It all began with a routine test.
Just after 8 a.m. at the change of shift at the Hawaii Emergency Management Agency, a worker there "pushed the wrong button," sending out a statewide warning of a missile attack, according to officials. While the military and police were notified within minutes that the alert was sent in error, it took 38 minutes to send the all-clear to the public, officials said.
Approx. 8:05 a.m. - Workers test the Emergency Alert System and Wireless Emergency Alert. The worker performs the test, and verified a confirmation request on his screen, according to HI-EMA's administrator Vern Miyagi.
Here's how it happened:
8:07 a.m. -- The warning is sent out.
8:10 a.m. -- Officials notify the U.S. Pacific Command and the Honolulu Police Department that there was no missile attack and the alarm was sent in error.

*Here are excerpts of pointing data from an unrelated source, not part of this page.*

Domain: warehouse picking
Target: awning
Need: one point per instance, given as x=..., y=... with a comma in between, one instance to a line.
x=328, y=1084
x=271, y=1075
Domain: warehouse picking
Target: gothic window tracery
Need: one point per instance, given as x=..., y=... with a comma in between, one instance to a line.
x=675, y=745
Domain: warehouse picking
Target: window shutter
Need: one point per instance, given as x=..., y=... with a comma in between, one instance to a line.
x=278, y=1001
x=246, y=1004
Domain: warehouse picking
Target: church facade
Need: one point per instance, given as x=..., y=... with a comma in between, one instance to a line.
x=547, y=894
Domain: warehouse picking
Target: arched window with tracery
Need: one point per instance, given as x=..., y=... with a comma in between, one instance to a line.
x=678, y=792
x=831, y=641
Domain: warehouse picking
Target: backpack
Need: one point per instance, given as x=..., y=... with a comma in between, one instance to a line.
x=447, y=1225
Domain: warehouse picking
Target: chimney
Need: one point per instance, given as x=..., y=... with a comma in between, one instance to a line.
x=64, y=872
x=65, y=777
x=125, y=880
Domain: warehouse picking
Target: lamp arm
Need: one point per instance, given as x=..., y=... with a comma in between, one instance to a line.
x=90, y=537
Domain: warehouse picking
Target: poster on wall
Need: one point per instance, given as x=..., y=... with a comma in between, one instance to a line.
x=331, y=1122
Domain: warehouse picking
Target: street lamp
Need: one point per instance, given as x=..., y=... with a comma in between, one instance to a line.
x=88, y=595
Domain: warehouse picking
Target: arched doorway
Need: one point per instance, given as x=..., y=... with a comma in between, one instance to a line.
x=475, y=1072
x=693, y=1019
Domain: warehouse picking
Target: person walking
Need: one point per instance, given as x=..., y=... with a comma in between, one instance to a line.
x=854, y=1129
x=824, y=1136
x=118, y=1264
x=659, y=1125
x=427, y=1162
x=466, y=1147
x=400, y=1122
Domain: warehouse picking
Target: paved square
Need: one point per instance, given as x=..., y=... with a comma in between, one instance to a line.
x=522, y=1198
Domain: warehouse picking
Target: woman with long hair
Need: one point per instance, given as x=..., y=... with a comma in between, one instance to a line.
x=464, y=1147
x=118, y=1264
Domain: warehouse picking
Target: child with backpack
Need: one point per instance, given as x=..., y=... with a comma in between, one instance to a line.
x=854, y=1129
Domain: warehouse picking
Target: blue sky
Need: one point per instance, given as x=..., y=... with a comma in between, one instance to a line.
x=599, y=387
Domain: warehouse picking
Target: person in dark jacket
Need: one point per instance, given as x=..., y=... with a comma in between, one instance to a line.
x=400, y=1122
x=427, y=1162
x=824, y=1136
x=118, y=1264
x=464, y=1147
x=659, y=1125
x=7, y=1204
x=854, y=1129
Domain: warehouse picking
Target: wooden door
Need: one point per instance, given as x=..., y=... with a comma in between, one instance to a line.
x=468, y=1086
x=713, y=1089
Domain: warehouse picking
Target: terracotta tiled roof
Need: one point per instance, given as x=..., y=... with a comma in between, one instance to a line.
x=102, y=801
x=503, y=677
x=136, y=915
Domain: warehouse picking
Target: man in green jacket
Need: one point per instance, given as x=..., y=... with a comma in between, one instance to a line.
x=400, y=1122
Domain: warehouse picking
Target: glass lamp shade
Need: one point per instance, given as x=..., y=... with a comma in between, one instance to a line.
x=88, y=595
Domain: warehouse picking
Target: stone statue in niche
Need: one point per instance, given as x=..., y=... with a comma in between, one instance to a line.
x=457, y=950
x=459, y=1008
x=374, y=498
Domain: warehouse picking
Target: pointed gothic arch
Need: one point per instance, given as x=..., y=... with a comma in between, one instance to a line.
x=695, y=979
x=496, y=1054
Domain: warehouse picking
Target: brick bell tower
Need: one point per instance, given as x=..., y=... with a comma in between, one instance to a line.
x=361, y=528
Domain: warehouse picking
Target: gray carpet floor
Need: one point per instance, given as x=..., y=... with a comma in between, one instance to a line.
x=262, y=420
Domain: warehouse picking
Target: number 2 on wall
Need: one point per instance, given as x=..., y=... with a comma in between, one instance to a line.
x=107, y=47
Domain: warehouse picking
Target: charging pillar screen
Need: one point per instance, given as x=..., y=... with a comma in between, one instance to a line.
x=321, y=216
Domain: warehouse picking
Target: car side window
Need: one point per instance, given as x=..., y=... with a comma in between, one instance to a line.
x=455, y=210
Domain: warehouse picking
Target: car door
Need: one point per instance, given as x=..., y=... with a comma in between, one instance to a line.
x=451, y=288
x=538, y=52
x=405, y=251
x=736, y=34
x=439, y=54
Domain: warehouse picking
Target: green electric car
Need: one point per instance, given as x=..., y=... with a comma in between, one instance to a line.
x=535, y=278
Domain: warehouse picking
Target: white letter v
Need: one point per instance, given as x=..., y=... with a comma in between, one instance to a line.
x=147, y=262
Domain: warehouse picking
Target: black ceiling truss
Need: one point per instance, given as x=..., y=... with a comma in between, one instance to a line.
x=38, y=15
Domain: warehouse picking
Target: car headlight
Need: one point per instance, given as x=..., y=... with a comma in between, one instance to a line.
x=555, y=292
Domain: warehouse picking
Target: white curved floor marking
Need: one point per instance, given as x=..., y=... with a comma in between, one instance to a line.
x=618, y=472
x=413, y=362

8:13 a.m. -- The Civil Danger warning message is cancelled, but the cancellation only prevents the message from being received by people whose phones were turned off or were out of range when the alert was transmitted. Hawaii Gov. David Ige said there was no way to broadcast a "false alarm" message and there was only a "manual process" for alerting the public.
8:20 a.m. -- HI-EMA takes to Twitter and Facebook to cancel the alert.
8:24 a.m. -- The governor retweets HI-EMA's cancellation tweet.
8:30 a.m. -- The governor updates his Facebook page with the cancellation notice.
8:45 a.m. -- After getting authorization from FEMA Integral Public Alert and Warning System, HI-EMA sends out the false-alarm message.
HI-EMA said in a statement it has already taken some action in advance of a preliminary report due next week: Drills have been suspended; a cancellation command that can be "triggered within seconds of an error" has been put in place; and it "instituted a two-person activation/verification rule for tests as well as actual missile launch notifications."